Review by Will Morgan
Continuing the chronological representation of all Wonder Woman’s 1940s adventures, this volume addresses an error in the hardcover Archives editions, which omitted the stories from Comics Cavalcade, the third title (after Sensation Comics and Wonder Woman) to run new adventures of the Princess of Power. Thus the Chronicles become the only complete and authoritative source, despite the Archives’ seniority and higher numbers.
After a bravura start with the first volume, creators William Moulton Marston and Harry G. Peter, under the joint pseudonym of “Charles Moulton”, cram so much into this succession of stories that the series is in danger of losing focus. The feminist agenda at the heart of Wonder Woman continues to be exploited and explored, as do themes of rehabilitation and the exercise and abuse of power, physical and otherwise. However, the valid points Marston attempts to make about the exercise of power are largely submerged under a bombardment of increasingly elaborate and lovingly-detailed bondage imagery. It cannot be denied that Marston, from biographical evidence presented elsewhere, had more agendas and interests than the explicitly feminist.
Even at the time, concern was expressed by editorial figures at DC about the bondage imagery, especially the use of chains and ropes by “good” characters against other “good” characters, for apparently recreational purposes, and as a “rehabilitation” technique. There were also qualms about the fan mail Wonder Woman was receiving from young men who dwelt extensively on the tied-up and restrained figures of our heroine and her nubile female foes. While Marston’s conviction about the natural superiority of women was sincere and evident, there were many instances when, as it were, the subtext became the text, and the struggles of the women – before they invariably ‘liberated’ themselves – were far more explicitly detailed than necessary for dramatic purposes.
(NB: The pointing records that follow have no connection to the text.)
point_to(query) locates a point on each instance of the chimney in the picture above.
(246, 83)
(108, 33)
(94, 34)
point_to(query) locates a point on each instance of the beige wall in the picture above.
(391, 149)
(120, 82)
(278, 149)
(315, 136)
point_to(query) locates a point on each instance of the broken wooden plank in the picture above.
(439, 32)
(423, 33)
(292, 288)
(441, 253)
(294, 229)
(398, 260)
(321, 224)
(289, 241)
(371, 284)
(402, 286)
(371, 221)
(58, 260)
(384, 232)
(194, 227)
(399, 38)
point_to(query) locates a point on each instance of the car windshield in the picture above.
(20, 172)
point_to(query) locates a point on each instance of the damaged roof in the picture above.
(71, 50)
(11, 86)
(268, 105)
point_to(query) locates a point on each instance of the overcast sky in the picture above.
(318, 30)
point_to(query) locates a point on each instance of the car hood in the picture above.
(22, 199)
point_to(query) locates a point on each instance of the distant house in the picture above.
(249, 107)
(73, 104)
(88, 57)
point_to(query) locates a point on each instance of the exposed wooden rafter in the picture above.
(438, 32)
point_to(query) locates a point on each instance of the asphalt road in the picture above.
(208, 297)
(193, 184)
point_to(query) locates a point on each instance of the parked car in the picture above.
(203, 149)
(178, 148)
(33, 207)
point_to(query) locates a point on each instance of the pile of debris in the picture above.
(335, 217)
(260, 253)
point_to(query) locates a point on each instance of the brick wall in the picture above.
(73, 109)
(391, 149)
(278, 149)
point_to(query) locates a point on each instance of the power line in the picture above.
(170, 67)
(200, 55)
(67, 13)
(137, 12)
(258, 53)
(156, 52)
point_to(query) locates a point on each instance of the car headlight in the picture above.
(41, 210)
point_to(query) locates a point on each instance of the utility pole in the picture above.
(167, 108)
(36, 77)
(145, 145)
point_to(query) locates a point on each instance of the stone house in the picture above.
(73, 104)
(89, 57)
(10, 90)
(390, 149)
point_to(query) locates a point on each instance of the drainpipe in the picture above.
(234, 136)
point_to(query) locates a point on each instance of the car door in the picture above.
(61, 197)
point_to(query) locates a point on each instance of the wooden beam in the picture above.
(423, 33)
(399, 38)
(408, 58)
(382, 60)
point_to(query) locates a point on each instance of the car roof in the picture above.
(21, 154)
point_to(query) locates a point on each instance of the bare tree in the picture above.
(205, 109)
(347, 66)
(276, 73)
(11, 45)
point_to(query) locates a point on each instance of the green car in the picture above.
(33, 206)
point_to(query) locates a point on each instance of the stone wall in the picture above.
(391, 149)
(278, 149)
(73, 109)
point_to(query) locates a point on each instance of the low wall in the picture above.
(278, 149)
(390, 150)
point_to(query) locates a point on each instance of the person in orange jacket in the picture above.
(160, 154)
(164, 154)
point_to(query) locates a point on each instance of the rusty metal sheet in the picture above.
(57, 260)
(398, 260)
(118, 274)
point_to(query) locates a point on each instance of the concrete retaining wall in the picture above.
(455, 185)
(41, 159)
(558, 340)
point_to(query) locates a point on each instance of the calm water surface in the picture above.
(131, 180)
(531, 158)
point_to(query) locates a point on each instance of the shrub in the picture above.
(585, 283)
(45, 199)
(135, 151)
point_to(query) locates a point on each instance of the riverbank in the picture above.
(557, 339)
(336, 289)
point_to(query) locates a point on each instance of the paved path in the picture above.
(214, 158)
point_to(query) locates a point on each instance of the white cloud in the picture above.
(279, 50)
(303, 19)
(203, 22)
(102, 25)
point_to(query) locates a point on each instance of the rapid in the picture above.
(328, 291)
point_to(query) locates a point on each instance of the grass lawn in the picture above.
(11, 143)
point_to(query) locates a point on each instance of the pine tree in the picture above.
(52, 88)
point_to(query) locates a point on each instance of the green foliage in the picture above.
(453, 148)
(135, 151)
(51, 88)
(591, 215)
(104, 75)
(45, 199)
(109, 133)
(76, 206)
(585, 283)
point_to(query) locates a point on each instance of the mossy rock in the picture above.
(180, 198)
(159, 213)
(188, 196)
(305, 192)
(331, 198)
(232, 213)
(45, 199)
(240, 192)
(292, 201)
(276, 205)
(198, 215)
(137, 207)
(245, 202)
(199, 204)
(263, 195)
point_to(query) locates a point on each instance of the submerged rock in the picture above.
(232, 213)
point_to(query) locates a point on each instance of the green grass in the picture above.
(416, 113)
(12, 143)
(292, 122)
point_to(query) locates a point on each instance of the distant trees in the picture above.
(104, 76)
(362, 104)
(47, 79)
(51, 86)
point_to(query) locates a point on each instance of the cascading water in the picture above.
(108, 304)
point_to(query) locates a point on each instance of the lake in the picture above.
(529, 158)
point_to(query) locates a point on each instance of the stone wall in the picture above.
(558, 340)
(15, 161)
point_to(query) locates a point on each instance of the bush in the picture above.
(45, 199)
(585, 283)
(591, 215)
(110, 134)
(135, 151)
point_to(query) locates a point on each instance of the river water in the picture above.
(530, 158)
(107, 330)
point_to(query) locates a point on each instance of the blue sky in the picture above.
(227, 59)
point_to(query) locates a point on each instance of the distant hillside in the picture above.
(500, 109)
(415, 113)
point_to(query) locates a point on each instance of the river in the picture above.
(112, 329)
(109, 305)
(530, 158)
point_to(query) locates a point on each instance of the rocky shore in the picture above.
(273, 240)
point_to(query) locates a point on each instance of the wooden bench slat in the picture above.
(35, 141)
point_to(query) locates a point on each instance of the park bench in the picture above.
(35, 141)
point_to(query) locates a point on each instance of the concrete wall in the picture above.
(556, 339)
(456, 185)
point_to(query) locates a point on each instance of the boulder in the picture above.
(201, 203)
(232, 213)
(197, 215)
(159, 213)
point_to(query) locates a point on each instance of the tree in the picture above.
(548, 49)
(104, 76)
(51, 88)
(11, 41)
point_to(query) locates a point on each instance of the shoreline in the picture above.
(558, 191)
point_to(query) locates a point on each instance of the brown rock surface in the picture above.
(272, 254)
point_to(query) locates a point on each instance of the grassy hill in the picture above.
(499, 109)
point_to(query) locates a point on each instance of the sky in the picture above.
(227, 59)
The fact remained, however, that Wonder Woman’s comics sold. And sold, and sold. Some credible sources cite her circulation as matching or exceeding the sales juggernauts Superman and Batman, and as long as the cash kept rolling in, concerned parents groups and nervous editors could apparently be ignored.
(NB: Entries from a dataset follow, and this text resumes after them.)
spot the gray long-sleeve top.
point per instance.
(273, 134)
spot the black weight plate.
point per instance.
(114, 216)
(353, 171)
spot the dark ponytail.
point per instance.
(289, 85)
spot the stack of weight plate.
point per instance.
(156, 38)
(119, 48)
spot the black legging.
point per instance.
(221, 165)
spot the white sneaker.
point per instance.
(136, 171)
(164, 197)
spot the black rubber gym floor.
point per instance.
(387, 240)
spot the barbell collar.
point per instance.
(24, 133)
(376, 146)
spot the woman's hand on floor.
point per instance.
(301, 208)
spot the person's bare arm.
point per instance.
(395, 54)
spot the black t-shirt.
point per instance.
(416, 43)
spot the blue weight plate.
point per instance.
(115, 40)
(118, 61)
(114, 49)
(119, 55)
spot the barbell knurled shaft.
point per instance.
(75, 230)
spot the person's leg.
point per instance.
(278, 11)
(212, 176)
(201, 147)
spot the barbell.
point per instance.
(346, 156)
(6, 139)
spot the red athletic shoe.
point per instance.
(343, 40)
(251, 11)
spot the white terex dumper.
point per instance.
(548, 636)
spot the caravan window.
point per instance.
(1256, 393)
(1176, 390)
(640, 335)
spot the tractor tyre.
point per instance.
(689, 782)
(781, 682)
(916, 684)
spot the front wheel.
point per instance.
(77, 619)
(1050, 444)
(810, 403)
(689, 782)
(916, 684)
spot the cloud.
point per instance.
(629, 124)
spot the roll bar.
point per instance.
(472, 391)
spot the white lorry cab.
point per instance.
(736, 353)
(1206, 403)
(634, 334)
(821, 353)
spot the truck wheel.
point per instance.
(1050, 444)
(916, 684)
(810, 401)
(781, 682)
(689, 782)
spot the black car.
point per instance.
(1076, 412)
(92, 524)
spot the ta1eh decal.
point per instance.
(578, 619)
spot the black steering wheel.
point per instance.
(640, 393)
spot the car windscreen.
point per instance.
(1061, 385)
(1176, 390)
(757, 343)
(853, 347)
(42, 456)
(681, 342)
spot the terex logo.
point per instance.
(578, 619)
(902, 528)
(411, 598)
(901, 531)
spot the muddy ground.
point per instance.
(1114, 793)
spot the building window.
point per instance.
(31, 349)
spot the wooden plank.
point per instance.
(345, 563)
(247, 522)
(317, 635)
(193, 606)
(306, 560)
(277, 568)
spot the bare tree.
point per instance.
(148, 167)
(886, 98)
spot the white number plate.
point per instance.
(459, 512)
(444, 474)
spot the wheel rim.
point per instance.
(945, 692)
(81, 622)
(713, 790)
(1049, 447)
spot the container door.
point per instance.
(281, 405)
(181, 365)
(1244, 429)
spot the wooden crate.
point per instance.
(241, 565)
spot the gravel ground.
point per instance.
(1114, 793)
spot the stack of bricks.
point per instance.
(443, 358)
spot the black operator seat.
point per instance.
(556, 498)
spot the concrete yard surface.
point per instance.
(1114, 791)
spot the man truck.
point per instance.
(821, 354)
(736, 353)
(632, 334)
Of the stories in this volume, most are hard-core Nazi-bashing – with two odd dips into sentimentality, a Christmas story narrated by a fir tree (!), and a follow-up tale telling how Wonder Woman – who, after all, is not a Christian – spends the holidays at home with the Paradise Island Amazons celebrating “Diana’s Day”. This involves dressing up young girls as game animals, tying them up, and baking them (non-fatally) in fake pie crusts. No, it’s okay, go back and re-read that; it makes no more sense the second time, guaranteed. There’s also the introduction of the viciously misogynistic Dr. Psycho.
More satisfying are two longer stories, in which Mars, God of War and, handily, ruler of the eponymous planet, sends his adjutants, Lord Conquest, the Earl of Greed, and the Duke of Deception, to ally with and inspire the Axis powers. The depiction of Hitler as under the influence of the war god smacks, in these times, of excuse-making, but that was doubtless not the intention at the time. The elaborate schemes of Mars’ underlings nevertheless make for a page-turner. Of still greater interest is the feature-length run-in with Paula Von Gunther, a previously-established Wonder Woman foe who begins a personal journey over the course of four chapters; yes, there’s a lot of rather prurient dwelling on Paula’s phalanx of slave girls and the methods by which she subdues and re-programmes them, but nevertheless, there’s the start of a virtually unprecedented transformation, elaborated on in stories contained in the next volume.
Short verdict; energetic, but misdirected.